World J Oncol
World Journal of Oncology, ISSN 1920-4531 print, 1920-454X online, Open Access
Article copyright, the authors; Journal compilation copyright, World J Oncol and Elmer Press Inc
Journal website

Case Report

Volume 2, Number 5, October 2011, pages 267-269

Complete Remission of Advanced Gastric Cancer in Response to Chemotherapy With Docetaxel, Cisplatin and Capecitabine (dcx)
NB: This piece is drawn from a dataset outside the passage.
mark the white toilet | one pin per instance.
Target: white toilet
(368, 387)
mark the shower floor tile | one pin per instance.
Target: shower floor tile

Asuncion Juarez Marroquia, c, Cristina Llorca Ferrandiza, Sonia Macia Escalantea, Sara Blasco Mollab, Dolores Garcia Ortegab

aElda General Hospital, Department of Medical Oncology. Carretera Elda-Sax, s/n. 03600. Elda (Alicante) Spain
bElda General Hospital, Department of Radiology. Carretera Elda-Sax, s/n. 03600. Elda (Alicante) Spain
cCorresponding author: Asuncion Juarez Marroqui

Manuscript accepted for publication August 19, 2011
Short title: Complete remission of advanced gastric cancer with DCX


We describe the case of a 60 year-old man with advanced gastric cancer. The patient started chemotherapy with a combination of docetaxel, cisplatin and capecitabine. In a radiological assessment after the third treatment cycle, a significant reduction of adenopathies and gastric wall thickening was observed. Partial remission was maintained until the end of the chemotherapy (6 cycles). The follow-up evaluations indicated the radiological remission was maintained and that there was a reduction of gastric wall thickening and normalisation of remote lymph nodes. After 43 months since the final treatment cycle, the patient remains progression-free.
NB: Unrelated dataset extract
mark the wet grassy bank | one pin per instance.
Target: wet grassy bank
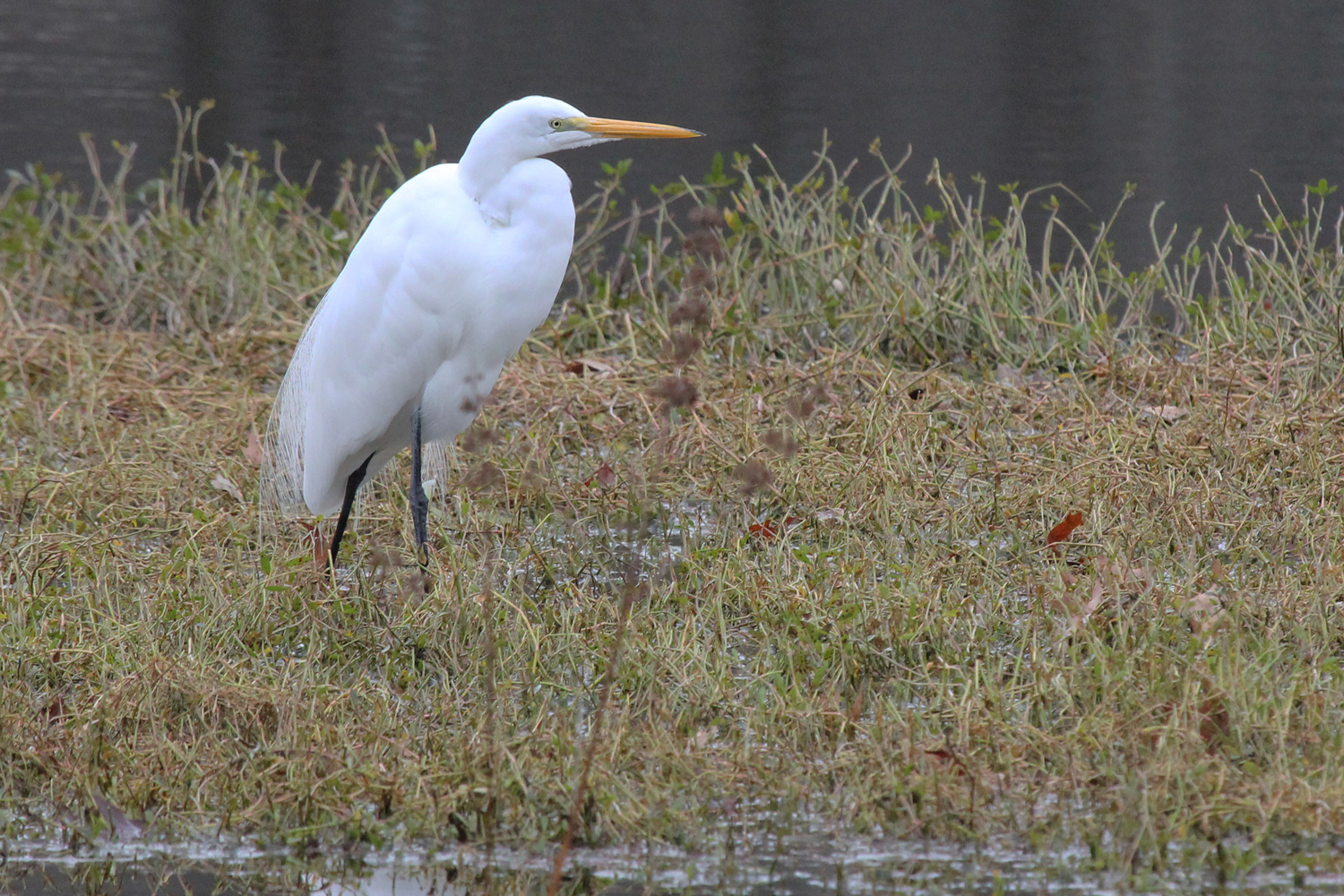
(919, 528)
Keywords: Gastric cancer; Chemotherapy; Cisplatin; Docetaxel; Capecitabine


Advanced gastric adenocarcinoma is characterised by rapid growth and difficult long-term control with current chemotherapeutic treatments. The incorporation of new drugs to standard treatment regimens is leading to more and longer-lasting responses, although their use is also associated with a greater toxicity. Here, we report a case of advanced gastric cancer with an unusual development due to its remarkable response and progression-free interval.

Case Report▴Top 

A 60-year old male, ex-smoker for more than 28 years (12 pack-year history) and with a previous history of drug-treated type-2 diabetes was referred to us. The patient was admitted in the hospital in February 2007 with melena and abdominal pain. He reported a weight loss of 5 kg during the 5 months prior to admission.

Gastroscopy revealed a 4 cm ulcer in the gastric antrum of uncertain malignancy and a 5 mm ulcer in the body of benign appearance. Anatomical pathology analysis confirmed a diagnosis of intestinal-type gastric adenocarcinoma. It was requested an extended study with CT imaging in order to analyse gastric wall and omental thickening and a number of lymphadenopathies in the gastric, abdominal and retroperitoneal regions (Fig. 1, 2). Analysis showed that tumour markers (CEA and CA 19.9 levels) were not elevated. Given a significant lymphatic component, it was decided to perform an ultrasound-guided fine-needle aspiration (FNA) of the adenopathy, which confirmed a metastatic origin of the adenocarcinoma. Evaluated as an oncology outpatient, the subject presented a maintained general state (with an ECOG 1 performance status), with examination showing a palpable mesogastric mass.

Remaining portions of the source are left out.